Le débat parlementaire à l’occasion du dépôt de la Motion de Censure contre le gouvernement du Premier, Ministre Amadou Bâ, a suscité la controverse, voire la passion aveugle entre le pouvoir et l’opposition républicaine. La contradiction, l’opposition des approches ou des discours est, et restera pour longtemps le supplément d’âme de ce genre d’exercice républicain.
La majorité parlementaire très étriquée du reste et le chef d’orchestre de l’action gouvernementale ont défendu becs et ongles, le bilan des réalisations du Président de la République, Macky Sall et mis en relief, les objectifs économiques, sociaux, culturels et politique du budget national voté par l’Assemblée nationale.
L’opposition parlementaire a joué pleinement sa fonction. La critique systématique des orientations du pouvoir et la souffrance des sénégalais ont servi de fil conducteur aux interventions des opposants. Le débat contradictoire a respecté les règles établies par la Constitution et le Règlement Intérieur de l’Assemblée nationale. La présentation de Déclaration de Politique Générale et l’usage de la Motion de Censure font donc partie du jeu politique démocratique.
Paradoxalement, ce qui n’était qu’un exercice démocratique entre le pouvoir et son opposition au Parlement a révélé, non pas des échanges fructueux et intelligents, mais plutôt, la peur bleue du discours tranchant pour le changement. L’irruption de certaines expressions presque caricaturales des adversaires du pouvoir cristallise en réalise la psychose précoce d’une fin règne annonciatrice, la panique de la majorité présidentielle.

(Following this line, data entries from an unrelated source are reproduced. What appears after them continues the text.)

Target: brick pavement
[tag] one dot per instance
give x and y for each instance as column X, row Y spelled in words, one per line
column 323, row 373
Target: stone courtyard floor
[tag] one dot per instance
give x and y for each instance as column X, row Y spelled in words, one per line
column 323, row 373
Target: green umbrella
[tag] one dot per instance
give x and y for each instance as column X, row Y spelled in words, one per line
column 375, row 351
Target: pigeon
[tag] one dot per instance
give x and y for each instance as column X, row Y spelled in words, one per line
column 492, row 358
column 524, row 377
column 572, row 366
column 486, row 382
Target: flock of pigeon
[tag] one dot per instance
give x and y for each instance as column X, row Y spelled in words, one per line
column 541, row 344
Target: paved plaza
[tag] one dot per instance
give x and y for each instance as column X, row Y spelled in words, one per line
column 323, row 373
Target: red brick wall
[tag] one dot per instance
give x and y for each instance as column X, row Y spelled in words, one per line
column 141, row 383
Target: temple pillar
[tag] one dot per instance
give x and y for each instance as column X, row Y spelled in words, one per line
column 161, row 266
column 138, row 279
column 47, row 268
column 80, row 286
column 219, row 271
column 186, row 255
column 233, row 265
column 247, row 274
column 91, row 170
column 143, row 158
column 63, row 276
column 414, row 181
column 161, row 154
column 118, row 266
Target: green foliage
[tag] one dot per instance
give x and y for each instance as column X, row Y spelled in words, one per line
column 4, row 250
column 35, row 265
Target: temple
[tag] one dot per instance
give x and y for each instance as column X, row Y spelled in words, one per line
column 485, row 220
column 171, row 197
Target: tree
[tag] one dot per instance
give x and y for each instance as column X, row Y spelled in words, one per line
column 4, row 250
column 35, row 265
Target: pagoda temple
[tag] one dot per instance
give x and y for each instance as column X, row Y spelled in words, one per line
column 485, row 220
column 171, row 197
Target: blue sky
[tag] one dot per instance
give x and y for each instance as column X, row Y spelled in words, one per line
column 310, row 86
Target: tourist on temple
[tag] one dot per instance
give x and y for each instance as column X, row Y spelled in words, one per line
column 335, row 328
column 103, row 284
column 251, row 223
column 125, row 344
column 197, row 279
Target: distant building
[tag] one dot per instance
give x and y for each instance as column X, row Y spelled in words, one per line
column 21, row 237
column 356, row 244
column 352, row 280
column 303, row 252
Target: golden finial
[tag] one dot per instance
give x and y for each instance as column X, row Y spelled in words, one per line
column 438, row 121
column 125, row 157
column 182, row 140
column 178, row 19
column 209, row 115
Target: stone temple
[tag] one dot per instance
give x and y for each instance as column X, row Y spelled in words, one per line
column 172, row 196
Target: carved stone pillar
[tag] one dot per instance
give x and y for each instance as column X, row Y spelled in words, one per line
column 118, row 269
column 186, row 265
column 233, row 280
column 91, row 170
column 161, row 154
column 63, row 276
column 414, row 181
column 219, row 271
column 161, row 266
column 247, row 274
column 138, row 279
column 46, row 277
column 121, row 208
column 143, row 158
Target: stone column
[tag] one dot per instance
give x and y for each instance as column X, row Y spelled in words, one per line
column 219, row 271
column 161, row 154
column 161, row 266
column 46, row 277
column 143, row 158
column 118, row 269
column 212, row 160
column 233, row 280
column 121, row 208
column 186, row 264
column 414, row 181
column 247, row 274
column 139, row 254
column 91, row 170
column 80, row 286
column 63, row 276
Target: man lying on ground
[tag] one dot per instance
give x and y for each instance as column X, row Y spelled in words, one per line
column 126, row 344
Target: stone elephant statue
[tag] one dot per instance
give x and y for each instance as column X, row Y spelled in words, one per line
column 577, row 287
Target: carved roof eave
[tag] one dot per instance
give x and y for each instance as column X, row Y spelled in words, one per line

La Motion de Censure a été qualifiée de Motion de Censure contre les pères fondateurs de la République, contre la stabilité institutionnelle, contre les valeurs culturelles et religieuses du Sénégal. Il n’en est absolument rien. Un tel discours émotionnel est un discours incendiaire, destructeur des fondements fragiles de la démocratie pluraliste et des institutions républicaines. Il aiguise la tension et alimente la violence politique.
D’autres responsables de la mouvance présidentielle qualifieront les porteurs de la Motion de Censure, par tous les noms d’oiseau : des anti-patriotiques, des haineux, des subversifs, des indisciplinés, des inexpérimentés, des irresponsables. Des pans de la majorité présidentielle ont apparemment du mal à composer avec la configuration d’une Assemblée Nationale équilibrée rompant de fait avec la langue de bois du discours officiel et la pensée unique pour faire plaisir et endormir le maître du jeu.
La manière d’exprimer son ressenti intérieur, ses convictions politiques, idéologiques et son ardente aspiration à changer la manière de gouverner le Sénégal heurtent la quiétude et la conscience de responsables au service du Principe.
La majorité accepte difficilement, que des jeunes députés révoltés contre la manière de gouverner les affaires publiques expriment la colère d’un peuple meurtri dans sa chair par la mal gouvernance institutionnelle de son élite politique et économique : une jeunesse désemparée et inquiète de son avenir.
Les gardiens de l’ordre menacé ont ainsi peur de rompre avec les privilèges du pouvoir, avec les mécanismes de la majorité parlementaire mécanique, avec l’inféodation du parlement à l’exécutif et avec les mauvaises pratiques politiques politiciennes que les électeurs sénégalais ont sanctionnées aux dernières élections locales et aux législatives.
La peur du discours du changement de gouvernance nourrit le climat malsain, délétère dans lequel se meuvent des gouvernants incapables d’accepter l’esprit et la lettre de la démocratie pluraliste. L’opposant est encore le mal pensant public. Le traitre à la nation. Le virus à éradiquer avant qu’il ne se propage sur l’ensemble du territoire national.
Il faudra pourtant accepter le changement de tonalité et la portée historique du discours d’une opposition parlementaire majoritaire dans les départements les plus importants et les plus politisés du Sénégal. L’opposition parlementaire contrôle aussi les principales communes des grandes villes du pays.
Le respect des différences et l’acceptation du discours de rupture avec la pensée unique, sont désormais de nouveaux paradigmes à intégrer au cœur du débat politique. La démocratie pourrait alors retrouver sa vitalité, son dynamisme, ses valeurs républicaines et se mettre au service exclusif du peuple, le seul souverain.